Yummer Reading
By Wes Marshall, Fri., June 8, 2007
The Simple & Savvy Wine Guide: Buying, Pairing & Sharing For All
by Leslie Sbrocco
William Morrow, 339 pp., $14.95
Leslie Sbrocco was one of the big hits of the 2006 Texas Hill Country Wine & Food Festival. Seventy-five women and one man (me) watched as she delivered the goods on how to pick wines for specific budgets, tastes, and foods. Then, she ended by teaching all of the ladies her favorite drinking game, wherein each person counts off, but when they hit a multiple of seven, they have to say "shit!" loudly. Losers chug a little wine. As you can guess, things started getting animated as the crowd let loose. A curse-fest ensued when Leslie made them substitute another word for multiples of three, with everyone howling. In the back, a rather conservative-looking man stuck his head in, and hearing all the salty language, sternly asked, "What's going on here?" Everyone went dead quiet as they turned around to see whether he was one of their husbands, and then the place exploded with laughter.

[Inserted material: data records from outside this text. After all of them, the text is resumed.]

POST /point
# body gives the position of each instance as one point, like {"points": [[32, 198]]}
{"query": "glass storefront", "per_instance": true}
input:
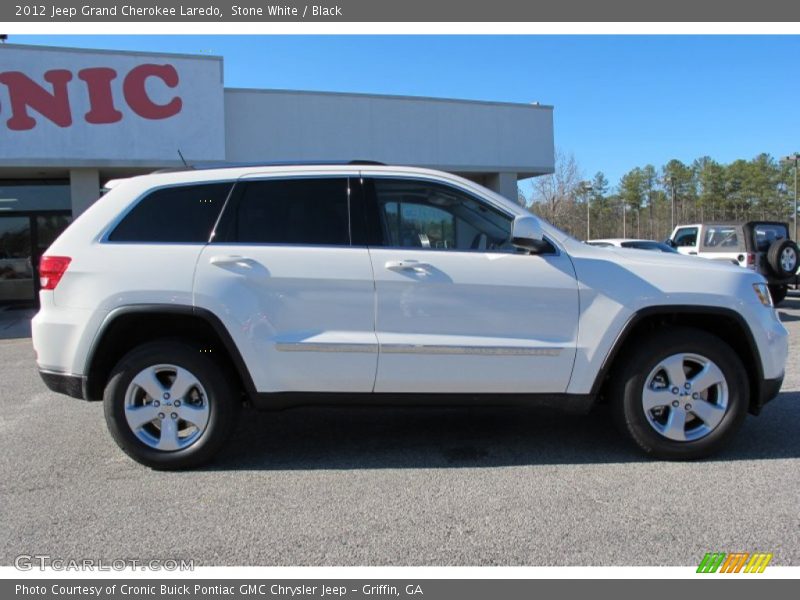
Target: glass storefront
{"points": [[32, 215]]}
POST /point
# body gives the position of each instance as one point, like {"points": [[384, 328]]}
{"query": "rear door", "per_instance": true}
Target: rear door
{"points": [[293, 290], [459, 310], [725, 243]]}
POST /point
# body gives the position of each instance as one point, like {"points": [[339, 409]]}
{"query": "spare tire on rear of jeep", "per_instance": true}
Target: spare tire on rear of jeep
{"points": [[782, 258]]}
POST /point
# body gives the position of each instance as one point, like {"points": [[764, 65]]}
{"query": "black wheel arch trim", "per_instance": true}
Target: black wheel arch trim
{"points": [[756, 397], [179, 309]]}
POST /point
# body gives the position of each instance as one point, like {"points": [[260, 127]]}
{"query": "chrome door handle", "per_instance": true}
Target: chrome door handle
{"points": [[407, 265], [230, 259]]}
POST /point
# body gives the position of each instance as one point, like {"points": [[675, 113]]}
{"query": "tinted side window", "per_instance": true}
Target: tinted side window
{"points": [[419, 214], [290, 211], [175, 214]]}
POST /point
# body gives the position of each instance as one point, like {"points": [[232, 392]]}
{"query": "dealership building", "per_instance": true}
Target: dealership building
{"points": [[71, 119]]}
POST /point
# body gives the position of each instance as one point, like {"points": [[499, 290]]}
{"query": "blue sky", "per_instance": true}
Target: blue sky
{"points": [[620, 101]]}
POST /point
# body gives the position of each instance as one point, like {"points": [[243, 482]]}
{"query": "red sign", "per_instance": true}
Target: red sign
{"points": [[54, 103]]}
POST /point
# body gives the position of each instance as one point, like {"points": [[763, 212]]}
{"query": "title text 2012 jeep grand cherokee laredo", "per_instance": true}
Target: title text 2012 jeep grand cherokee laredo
{"points": [[179, 296]]}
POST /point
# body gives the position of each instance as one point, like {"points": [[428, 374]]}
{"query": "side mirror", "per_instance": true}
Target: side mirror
{"points": [[526, 233]]}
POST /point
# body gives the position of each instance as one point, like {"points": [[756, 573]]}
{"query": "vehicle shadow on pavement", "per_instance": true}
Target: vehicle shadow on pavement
{"points": [[413, 438]]}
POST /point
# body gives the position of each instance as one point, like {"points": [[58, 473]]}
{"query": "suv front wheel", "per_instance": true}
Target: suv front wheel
{"points": [[169, 406], [681, 395]]}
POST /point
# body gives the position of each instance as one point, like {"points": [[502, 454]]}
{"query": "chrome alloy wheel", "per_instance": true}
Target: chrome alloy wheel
{"points": [[166, 407], [685, 397], [789, 260]]}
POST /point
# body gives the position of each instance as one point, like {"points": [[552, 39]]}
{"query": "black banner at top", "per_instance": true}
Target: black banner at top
{"points": [[464, 11]]}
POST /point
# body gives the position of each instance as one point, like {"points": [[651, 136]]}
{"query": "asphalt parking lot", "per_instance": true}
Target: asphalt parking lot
{"points": [[394, 487]]}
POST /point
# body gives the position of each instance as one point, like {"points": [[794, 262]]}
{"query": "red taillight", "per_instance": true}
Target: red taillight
{"points": [[51, 270]]}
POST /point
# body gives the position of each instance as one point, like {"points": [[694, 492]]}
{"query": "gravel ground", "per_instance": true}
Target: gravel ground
{"points": [[394, 487]]}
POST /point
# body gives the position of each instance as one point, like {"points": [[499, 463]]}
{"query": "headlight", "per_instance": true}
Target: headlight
{"points": [[762, 291]]}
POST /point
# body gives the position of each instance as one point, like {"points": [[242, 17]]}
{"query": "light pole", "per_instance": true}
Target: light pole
{"points": [[586, 188], [793, 159]]}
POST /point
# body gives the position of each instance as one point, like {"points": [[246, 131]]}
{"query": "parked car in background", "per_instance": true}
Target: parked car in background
{"points": [[633, 243], [177, 297], [762, 246]]}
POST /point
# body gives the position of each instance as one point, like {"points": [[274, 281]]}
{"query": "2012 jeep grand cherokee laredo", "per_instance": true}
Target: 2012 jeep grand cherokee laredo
{"points": [[179, 296]]}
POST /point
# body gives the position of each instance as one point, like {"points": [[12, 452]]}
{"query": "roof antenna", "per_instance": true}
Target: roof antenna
{"points": [[185, 164]]}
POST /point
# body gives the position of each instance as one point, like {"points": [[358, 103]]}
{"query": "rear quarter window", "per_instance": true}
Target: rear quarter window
{"points": [[181, 214]]}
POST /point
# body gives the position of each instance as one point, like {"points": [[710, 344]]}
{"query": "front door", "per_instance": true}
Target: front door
{"points": [[459, 310]]}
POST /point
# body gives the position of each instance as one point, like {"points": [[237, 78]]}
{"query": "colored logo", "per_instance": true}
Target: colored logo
{"points": [[736, 562]]}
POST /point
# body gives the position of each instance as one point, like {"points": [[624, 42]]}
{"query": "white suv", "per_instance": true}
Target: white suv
{"points": [[179, 296]]}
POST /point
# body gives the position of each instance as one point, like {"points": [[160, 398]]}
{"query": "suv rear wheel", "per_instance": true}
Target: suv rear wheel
{"points": [[168, 406], [681, 394]]}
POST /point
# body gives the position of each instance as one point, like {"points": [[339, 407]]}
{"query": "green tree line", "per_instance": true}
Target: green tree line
{"points": [[650, 200]]}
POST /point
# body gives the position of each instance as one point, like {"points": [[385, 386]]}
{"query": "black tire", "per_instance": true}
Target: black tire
{"points": [[221, 399], [627, 388], [778, 293], [775, 253]]}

The moment was pure Leslie. Her goal is to empower people, not to help make them better snobs. In her previous book, Wine for Women, as well as in her regular pieces in The San Francisco Chronicle, she aims to give her readers tools so they can decide for themselves what wines make sense.
In her new book, The Simple & Savvy Wine Guide, she takes the teaching a step further by offering ideas by moods, foods, seasons, and reasons. She covers everything from picnics and parties to the best belly-button-sipping wines for the sexy moments. Her food recommendations focus on the everyday things we eat: pizza, pasta, takeout, grilled meats. She offers holiday recommendations and what fits that special occasion. She not only offers good suggestions but gives you her reasoning. And miracles of miracles, she even includes some Texas wines!
The writing is never stuffy, always informative, and her recommendations are spot-on. Besides giving you a framework to take to your local wineshop (I need a big, peppery wine, please, perhaps from the Rhône or Australia), she also offers more than 1,000 wine recommendations, most of which are available right here in Austin. I see a lot of wine books for twice the price with half the value. Highly recommended.